Some of my earliest memories as a child were praying at night with my mother. She would always include my aunt Diana, who was fighting through her first battle with breast cancer. This was my first introduction to the generations of breast cancer in my family.
I was curious. During family discussions, I would quietly listen, which is how I also learned of another aunt who passed away in February 1986, two months after I was born. Her name was Joan. She was the first in her generation to be diagnosed with breast cancer. In the 80s, information about breast cancer was not as readily available as it is today. At first, Joan brushed it off as a reaction to deodorant under her arm for a whole year. She passed away in February of 1986 in the arms of her mother and young son. While I have no memory of her, I was blessed enough to have a picture of her holding me as a newborn.
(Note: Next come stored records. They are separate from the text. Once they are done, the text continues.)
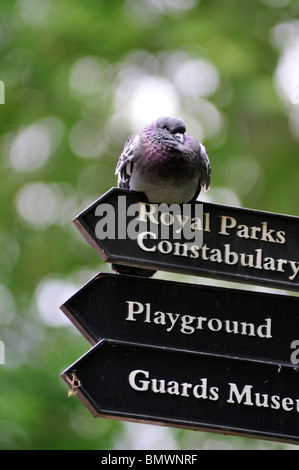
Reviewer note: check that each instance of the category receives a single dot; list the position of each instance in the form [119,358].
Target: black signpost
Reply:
[179,354]
[193,391]
[184,316]
[230,243]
Within six years of aunt Joan’s death, aunt Diana (Joan’s sister) was diagnosed with triple-negative breast cancer in her left breast. At this time, in 1992, information and science were a bit more advanced than back in the 1980s. Diana discovered a lump in her breast one month after a mammogram. As part of her treatment, she received a lumpectomy, chemo and radiation. She fought hard to survive at a time when the chemo doses were much higher than today’s treatments. She was so exhausted and weary at her last treatment that her son had to carry her out of the doctor’s office. In 1998, a second battle with this disease occurred in the same breast, and another round of chemo, radiation and mastectomy was conducted. She has been cancer-free ever since. Support groups and therapy were vital throughout her journey of healing.
In 1999, Betty, my maternal grandmother and sister to Joan and Diana, was diagnosed with triple-negative breast cancer in her left breast. From prior knowledge of her sister’s experience with this disease, Betty was laser-focused on self-examination. She also endured chemo, radiation and a lumpectomy. At the end of her treatments, she was so weak that her elderly mother, who had been by her side during all the treatments, had to drive her home. Years later, in 2017, Betty was confronted with a second battle with cancer. She bravely decided to have a double mastectomy and radiation. So far, she has been cancer-free.
In 2016, 30 years after losing our beloved Joan, 24 years after Diana’s first diagnosis, 17 years after Betty’s journey with her diagnosis, and nine years after losing our dearly loved Stacy, my Mother, Wendy, was next. Through self-examination, a month after a monogram, she discovered what turned out to be two lumps in her beast on her left side. Wendy was also diagnosed with triple-negative cancer. She went through chemo and radiation, and since it was caught early, she has been cancer-free since then.
This road has not been easy for the three surviving Queens in my family. The effects of chemo, radiation treatment and surgeries have been mind-altering—emotionally and mentally.
I have my own fears, especially for my two daughters. All I can do is pass down the wisdom bestowed upon me from the women who have come before us: Schedule a yearly mammogram, research the latest scientific findings and keep a healthy lifestyle. I have learned self-examination is key to taking control of your life. Always get second opinions and fiercely advocate for yourself as all these women have done for themselves and each other. At 36, I decided to have my first mammogram, which is considered a baseline. I have to say, it was not as bad as I thought.
The only discomfort I experienced was the technician telling me I shouldn’t be worried about the breast cancer history of my family. But I learned my lesson years ago: We must advocate for ourselves no matter what people say. Breast cancer is not a death sentence if caught in its early stages.